— Ах, утка с яблоками! Утка с яблоками! — голосила она. — Зачем я послушалась тебя? Зачем не осталась дома?
— Пойдем на кухню, — ласково приказала падчерица. — Ты сваришь мне калмыцкий чай.
Женщины сидели и мирно пили чай, когда Родя ворвался на кухню и, перекрикивая Кобейна, завопил:
— Она лежала там! На деревянной полке! Совершенно голая! С пулей в затылке! Абсолютно, абсолютно голая! С простреленным затылком! И никто ей не смог помочь! Слышите, никто! И мне уже никто не поможет! И самое страшное! Самое чудовищное в том, что я знаю, кто это сделал!..
Он не договорил, потому что в раковине набиралась кастрюля с водой, и Аида окатила его с ног до головы ледяной волной. Брат стоял с открытым ртом, весь дрожа то ли от шока, то ли от холода.
— Ты сам во всем виноват, — сказала она спокойно, без волнения, будто ничего не произошло, — когда-нибудь надо отвечать за свои поступки, за свое головотяпство. Или ты собираешься всю жизнь оставаться ребенком? Я говорила не брать ее с собой в Екатеринбург, просила быть предельно осторожным, советовала обратиться в агентство по продаже недвижимости. Мои слова для тебя пустой звук? Ты выдал незнакомым людям наш адрес, они ждали этого целый год. Целый год шла охота на меня и мою семью. Теперь за каждым из нас следят. Алена пала первой жертвой. Вчера я угодила в переделку и чудом выкарабкалась. Патимат тебе расскажет, в каком состоянии я приехала домой. Так что, милый братец, наберись мужества и не хнычь. Ты — мужчина. Не забывай об этом.
— За что же тебя так возненавидели? — осмелился спросить мужчина.
— За доблесть и отвагу, — усмехнулась она, — проявленную в борьбе за теплое место под солнцем.
— И много трупов на твоей совести?
— Трупов всегда больше, чем живых, — изрекла Аида, — и на моей совести достаточно, но это моя совесть. А ты позаботься о своей.
— Хорошо.
Он так и стоял босиком в луже, никак не пытаясь исправить положение, и, когда сестра ушла, пожелав всем «спокойной ночи», так и рухнул на колени перед матерью. Патимат во время их разговора не прекращала плакать.

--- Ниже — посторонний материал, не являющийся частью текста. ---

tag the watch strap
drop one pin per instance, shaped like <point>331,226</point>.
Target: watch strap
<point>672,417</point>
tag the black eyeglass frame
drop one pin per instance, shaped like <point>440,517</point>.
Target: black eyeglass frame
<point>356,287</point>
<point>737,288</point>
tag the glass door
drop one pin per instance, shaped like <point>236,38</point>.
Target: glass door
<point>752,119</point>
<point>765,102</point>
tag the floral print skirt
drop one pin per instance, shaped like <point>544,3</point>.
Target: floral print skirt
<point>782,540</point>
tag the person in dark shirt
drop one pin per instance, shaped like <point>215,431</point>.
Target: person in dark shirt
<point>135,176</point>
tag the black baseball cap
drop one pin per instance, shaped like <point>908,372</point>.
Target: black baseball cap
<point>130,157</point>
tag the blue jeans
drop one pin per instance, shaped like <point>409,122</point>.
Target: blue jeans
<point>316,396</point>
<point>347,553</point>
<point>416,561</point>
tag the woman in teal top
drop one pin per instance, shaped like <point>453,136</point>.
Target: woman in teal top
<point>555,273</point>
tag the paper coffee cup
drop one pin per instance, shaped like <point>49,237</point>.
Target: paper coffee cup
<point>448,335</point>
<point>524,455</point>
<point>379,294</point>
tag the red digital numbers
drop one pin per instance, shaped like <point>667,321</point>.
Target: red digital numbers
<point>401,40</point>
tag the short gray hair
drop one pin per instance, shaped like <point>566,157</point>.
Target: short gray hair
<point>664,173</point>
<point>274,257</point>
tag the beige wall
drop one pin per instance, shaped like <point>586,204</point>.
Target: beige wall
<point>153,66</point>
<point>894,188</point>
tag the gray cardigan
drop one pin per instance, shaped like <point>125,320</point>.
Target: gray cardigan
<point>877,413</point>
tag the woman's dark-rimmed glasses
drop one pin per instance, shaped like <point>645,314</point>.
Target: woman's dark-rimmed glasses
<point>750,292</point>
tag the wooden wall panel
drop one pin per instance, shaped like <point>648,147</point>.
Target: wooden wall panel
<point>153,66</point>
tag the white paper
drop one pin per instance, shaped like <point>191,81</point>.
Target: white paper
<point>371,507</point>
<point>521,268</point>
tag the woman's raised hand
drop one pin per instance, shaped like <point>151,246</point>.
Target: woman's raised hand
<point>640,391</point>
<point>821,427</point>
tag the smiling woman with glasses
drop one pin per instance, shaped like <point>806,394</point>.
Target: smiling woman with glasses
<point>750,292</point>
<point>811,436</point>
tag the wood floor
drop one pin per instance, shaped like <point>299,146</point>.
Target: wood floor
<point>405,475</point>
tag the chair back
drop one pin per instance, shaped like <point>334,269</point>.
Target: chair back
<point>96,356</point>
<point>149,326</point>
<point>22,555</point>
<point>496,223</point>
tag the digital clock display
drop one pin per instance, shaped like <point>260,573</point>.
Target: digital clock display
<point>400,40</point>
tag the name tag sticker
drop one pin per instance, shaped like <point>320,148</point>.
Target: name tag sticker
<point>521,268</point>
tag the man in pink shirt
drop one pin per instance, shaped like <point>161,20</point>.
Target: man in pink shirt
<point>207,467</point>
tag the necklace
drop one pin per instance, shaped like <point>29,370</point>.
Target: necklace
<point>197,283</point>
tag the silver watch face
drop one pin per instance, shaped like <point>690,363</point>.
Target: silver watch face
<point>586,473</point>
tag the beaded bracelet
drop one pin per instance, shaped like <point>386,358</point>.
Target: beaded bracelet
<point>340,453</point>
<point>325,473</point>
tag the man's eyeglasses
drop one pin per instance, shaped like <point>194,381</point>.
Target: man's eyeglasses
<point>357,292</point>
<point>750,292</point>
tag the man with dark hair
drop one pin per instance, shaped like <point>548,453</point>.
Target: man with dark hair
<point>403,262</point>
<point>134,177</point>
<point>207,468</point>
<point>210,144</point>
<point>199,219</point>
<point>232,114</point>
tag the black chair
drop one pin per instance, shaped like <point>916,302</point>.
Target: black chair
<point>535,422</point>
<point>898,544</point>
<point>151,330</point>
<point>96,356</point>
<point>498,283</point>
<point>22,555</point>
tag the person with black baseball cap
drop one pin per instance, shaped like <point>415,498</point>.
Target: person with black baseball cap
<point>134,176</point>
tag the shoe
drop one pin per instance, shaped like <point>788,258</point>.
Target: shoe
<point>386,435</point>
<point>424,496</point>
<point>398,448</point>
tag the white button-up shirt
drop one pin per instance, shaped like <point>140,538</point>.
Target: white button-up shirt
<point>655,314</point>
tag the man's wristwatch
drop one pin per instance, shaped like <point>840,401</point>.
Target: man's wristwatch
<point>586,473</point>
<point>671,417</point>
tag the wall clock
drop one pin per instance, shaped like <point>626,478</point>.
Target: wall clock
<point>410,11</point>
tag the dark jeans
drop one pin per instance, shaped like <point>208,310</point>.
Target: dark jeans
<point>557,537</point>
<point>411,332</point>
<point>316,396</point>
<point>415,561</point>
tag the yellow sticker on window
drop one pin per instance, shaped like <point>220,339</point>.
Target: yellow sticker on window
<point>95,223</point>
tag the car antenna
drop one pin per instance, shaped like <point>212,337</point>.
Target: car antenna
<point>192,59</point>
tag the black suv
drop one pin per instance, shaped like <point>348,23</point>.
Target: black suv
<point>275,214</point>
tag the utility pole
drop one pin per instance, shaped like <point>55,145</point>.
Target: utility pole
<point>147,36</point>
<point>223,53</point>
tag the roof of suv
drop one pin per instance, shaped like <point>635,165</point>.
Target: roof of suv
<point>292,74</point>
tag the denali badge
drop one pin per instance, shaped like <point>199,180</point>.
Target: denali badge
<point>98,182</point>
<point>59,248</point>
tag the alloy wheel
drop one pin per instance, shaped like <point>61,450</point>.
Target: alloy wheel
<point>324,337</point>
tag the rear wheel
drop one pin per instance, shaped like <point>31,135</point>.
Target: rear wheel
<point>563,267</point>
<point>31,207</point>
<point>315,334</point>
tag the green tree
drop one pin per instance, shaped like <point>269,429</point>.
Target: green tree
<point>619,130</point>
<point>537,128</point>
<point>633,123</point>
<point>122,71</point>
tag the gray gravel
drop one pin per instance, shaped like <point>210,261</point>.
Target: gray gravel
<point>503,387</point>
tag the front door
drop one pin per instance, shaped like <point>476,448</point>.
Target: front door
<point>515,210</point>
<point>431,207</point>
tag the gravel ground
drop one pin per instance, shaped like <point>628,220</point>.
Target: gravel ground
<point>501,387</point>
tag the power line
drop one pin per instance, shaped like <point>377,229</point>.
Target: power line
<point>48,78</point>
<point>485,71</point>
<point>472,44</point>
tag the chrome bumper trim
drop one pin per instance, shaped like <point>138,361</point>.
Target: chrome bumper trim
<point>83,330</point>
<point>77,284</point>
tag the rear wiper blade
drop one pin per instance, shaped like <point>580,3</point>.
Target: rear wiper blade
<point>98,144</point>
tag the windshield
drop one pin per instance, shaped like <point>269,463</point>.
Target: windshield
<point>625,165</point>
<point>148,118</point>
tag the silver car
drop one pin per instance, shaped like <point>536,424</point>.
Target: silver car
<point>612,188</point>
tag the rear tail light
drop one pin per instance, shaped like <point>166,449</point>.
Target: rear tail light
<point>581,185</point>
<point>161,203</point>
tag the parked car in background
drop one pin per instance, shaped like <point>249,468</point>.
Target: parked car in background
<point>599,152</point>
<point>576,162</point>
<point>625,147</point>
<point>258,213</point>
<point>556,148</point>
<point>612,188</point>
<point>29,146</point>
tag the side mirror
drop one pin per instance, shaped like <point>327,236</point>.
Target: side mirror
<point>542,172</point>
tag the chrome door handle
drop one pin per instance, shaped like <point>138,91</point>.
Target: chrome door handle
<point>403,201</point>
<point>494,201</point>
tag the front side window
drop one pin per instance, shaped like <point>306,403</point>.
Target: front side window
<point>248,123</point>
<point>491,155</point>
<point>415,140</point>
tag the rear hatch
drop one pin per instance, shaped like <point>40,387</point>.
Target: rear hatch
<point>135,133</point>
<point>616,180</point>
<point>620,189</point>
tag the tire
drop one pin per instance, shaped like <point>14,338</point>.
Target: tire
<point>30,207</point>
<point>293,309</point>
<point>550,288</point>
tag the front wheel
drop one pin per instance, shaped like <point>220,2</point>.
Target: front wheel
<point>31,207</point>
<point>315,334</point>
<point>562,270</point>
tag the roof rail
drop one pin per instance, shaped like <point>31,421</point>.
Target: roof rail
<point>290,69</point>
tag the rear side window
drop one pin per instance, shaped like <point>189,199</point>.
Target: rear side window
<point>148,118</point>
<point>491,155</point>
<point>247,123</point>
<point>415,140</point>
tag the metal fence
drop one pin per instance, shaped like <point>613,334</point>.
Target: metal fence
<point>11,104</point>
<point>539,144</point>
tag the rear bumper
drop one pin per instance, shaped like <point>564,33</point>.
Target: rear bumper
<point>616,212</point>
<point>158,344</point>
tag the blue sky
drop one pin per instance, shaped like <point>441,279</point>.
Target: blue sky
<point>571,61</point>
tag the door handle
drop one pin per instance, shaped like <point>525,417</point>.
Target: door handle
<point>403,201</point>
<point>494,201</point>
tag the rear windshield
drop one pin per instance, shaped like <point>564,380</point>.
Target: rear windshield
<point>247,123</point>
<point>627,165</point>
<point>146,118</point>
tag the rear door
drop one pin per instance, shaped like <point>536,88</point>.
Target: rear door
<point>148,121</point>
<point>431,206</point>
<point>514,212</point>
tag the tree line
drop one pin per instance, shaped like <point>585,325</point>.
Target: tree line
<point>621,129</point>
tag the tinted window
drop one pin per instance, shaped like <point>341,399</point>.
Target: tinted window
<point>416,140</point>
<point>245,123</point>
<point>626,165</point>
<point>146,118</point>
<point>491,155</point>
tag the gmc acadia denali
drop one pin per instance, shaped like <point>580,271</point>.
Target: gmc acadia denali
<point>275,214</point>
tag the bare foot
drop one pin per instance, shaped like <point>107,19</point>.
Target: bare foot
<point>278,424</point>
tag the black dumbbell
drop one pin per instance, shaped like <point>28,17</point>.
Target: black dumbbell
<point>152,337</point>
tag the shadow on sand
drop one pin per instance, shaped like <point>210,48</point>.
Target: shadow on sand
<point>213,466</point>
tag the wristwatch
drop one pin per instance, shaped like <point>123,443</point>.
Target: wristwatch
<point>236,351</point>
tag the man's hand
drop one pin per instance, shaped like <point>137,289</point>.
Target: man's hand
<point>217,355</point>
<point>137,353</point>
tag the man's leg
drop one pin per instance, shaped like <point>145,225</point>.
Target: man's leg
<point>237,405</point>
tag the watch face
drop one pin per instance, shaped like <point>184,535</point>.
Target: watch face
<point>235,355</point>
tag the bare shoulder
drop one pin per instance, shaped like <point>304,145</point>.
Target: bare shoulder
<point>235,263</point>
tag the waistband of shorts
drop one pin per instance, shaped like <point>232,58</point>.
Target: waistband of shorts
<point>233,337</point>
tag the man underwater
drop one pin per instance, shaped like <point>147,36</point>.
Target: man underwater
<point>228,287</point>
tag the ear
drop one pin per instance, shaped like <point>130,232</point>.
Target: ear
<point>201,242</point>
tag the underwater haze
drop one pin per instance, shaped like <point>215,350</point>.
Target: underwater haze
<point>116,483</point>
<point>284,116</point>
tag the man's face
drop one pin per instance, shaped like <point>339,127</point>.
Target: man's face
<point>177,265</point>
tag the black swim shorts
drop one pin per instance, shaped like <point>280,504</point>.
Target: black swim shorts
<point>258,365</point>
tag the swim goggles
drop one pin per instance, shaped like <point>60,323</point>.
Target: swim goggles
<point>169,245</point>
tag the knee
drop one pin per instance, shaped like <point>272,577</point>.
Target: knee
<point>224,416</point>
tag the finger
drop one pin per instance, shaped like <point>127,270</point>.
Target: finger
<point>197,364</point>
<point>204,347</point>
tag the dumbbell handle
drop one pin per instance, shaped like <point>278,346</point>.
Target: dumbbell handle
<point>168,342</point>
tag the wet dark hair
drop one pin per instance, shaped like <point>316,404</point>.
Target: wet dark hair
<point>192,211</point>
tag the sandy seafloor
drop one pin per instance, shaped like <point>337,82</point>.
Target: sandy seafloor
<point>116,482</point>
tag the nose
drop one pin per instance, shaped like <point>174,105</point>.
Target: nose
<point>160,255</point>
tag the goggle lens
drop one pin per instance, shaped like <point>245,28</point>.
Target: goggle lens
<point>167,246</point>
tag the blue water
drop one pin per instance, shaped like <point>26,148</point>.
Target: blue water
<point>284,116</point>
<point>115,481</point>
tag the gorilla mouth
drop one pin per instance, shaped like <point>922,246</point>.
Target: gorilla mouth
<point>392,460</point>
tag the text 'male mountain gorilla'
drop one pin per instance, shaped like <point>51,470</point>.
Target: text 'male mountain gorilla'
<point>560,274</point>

Он уткнулся лицом в материнские колени и прошептал: «Мама, спаси меня от нее!»
На следующее утро Мадьяр лишил ее традиционного капуччино в «Коко Банго». Он ворвался к ней ни свет ни заря.
— Под дверью, что ли, ночевал?
— Мы переехали с Шандором в гостиницу поближе. Тебе нельзя больше показываться там, в этом кафе, — настаивал Иван. — Нам надо выработать план действий.
— А не пошел бы ты! У меня со вчерашнего в ухе звенит!
— Не дури! Борзой так просто не отстанет. Ты не знаешь этого человека.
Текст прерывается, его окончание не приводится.